Rather than paraphrase, the following is Indiana Supreme Court Justice Steven David’s summary of the issue, facts and the court’s holding in M & M Investment:
Before a parcel of real property can be sold at a tax sale, the Indiana Code requires the county auditor to mail notice of the pending sale to any mortgagee holding a mortgage on the property-provided, however, that the mortgagee has first affirmatively requested such notice by submitting a form to the auditor. Is such a procedure permissible under the Due Process Clause of the Fourteenth Amendment? The answer, we said over two decades ago, is “Yes.”
But in this case a bank failed to submit the required form to the Bartholomew County auditor and therefore was not notified that one of its mortgaged properties was tax-delinquent until after the property had been sold and the buyer requested a tax deed. The bank objected, challenging the constitutionality of this statutory scheme in light of a more recent case from the U.S. Supreme Court. The trial court below agreed with the bank and refused to issue the tax deed, but we remain firm that the answer to the constitutional question is still “Yes,” and therefore reverse.
Pursuant to legislative changes made in 1988, which remain applicable today, the provision under the Indiana tax sale scheme requiring pre-sale notice to mortgagees of an impending tax sale was amended to require the auditor to mail notice by certified mail “to any mortgagee who annual requests a copy of the notice” (I.C. §6-1.1-24-3(b)) in addition to those long standing requirements of notification generally by publication and posting notice in the county courthouse.
The Indiana Supreme Court had previously addressed and upheld the revised statutory scheme on three separate occasions, all in the same year. First in Elizondo v. Read, 588 N.E. 2d 501 (Ind. 1992) where certified mail notice was mailed to an invalid address on file in the auditor’s office and was returned unclaimed (after the mortgagee moved twice without updating the auditor’s records); next, in Miller Reeder v. Co. v. Farmers State Bank of Wyatt, 588 N.E. 2d 506 (Ind. 1992) where the mortgagee failed to file the required form with the auditor requesting any pre-sale notices; and finally, in Griffen v. Munco Assoc., 589 N.E.2d 220 (Ind. 1992) where, similarly, neither mortgagee had submitted the proper request to the auditor.

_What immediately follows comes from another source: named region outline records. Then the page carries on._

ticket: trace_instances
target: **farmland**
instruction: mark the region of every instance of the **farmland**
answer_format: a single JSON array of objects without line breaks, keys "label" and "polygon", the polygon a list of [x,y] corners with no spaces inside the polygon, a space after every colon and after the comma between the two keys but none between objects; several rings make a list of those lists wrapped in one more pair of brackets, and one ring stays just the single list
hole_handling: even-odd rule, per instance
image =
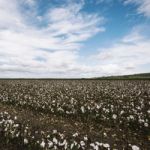
[{"label": "farmland", "polygon": [[0,80],[0,149],[149,150],[150,80]]}]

Despite the similarity in the principal facts in M & M Investment with those in both Miller Reeder and Griffen (i.e., mortgagee did not furnish the auditor with the requisite form requesting notice) which would seemingly doom the mortgagee’s appeal, the United States Supreme Court decided Jones v. Flowers, 547 U.S. 220 (2006) in the interim. In Jones, the Supreme Court, in overruling a decision by the Arkansas Supreme Court, found an auditor’s efforts to notify a property owner of a tax sale insufficient where notice was attempted by certified mail which was returned unclaimed (twice), despite an Arkansas statute obligating property owners to update their address with the auditor.

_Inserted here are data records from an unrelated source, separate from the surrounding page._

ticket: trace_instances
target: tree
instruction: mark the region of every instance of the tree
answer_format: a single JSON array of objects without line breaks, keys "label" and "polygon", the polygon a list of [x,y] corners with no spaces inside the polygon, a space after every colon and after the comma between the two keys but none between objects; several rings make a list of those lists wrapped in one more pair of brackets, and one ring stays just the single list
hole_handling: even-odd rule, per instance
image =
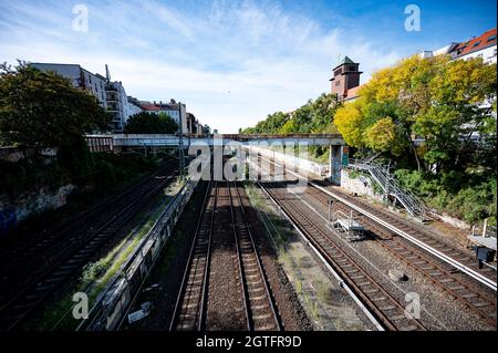
[{"label": "tree", "polygon": [[255,127],[242,129],[245,134],[290,134],[290,133],[322,133],[336,132],[333,116],[340,104],[332,94],[322,94],[315,101],[307,104],[293,113],[276,112],[269,114]]},{"label": "tree", "polygon": [[167,114],[135,114],[126,122],[125,134],[176,134],[178,124]]},{"label": "tree", "polygon": [[[480,58],[415,55],[374,73],[360,95],[335,115],[345,141],[391,156],[411,149],[418,169],[464,170],[471,137],[496,131],[496,118],[479,107],[496,100],[496,65]],[[422,137],[422,146],[414,145],[414,136]]]},{"label": "tree", "polygon": [[0,144],[58,147],[108,122],[95,96],[56,73],[0,65]]}]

The mortgagee in M & M Investment attempted to bootstrap the Jones decision to itself as a mortgagee, and analogized its predicament to that of the Arkansas property owner so as to be excused from the requirement to affirmatively make the advance, annual request of the auditor to send to the bank tax sale notices.
The Indiana Supreme Court didn’t bite, reasoning that “a mortgagee is not a property owner” and thus not entitled to the same degree of due process as is an owner and holding that requiring a mortgagee to protect its interest by merely completing a simple form and submitting it to the auditor is certainly less burdensome, under a balancing approach, than requiring the state to search other county records in an attempt to ascertain the identity and address of any possible mortgage holders.
Consequently, and unless disturbed by the legislature or further ruling by the United States Supreme Court, it appears finally settled that the statute requiring mortgagees to first make request of the auditor for notice that a parcel of real estate is eligible for tax sale is constitutional for due process purposes. Regardless of whether this request is made, however, the purchaser of any tax lien certificate is required to provide a post-sale notice to mortgagees of record (and the opportunity to redeem) before being entitle to petition for a tax deed to the underlying property.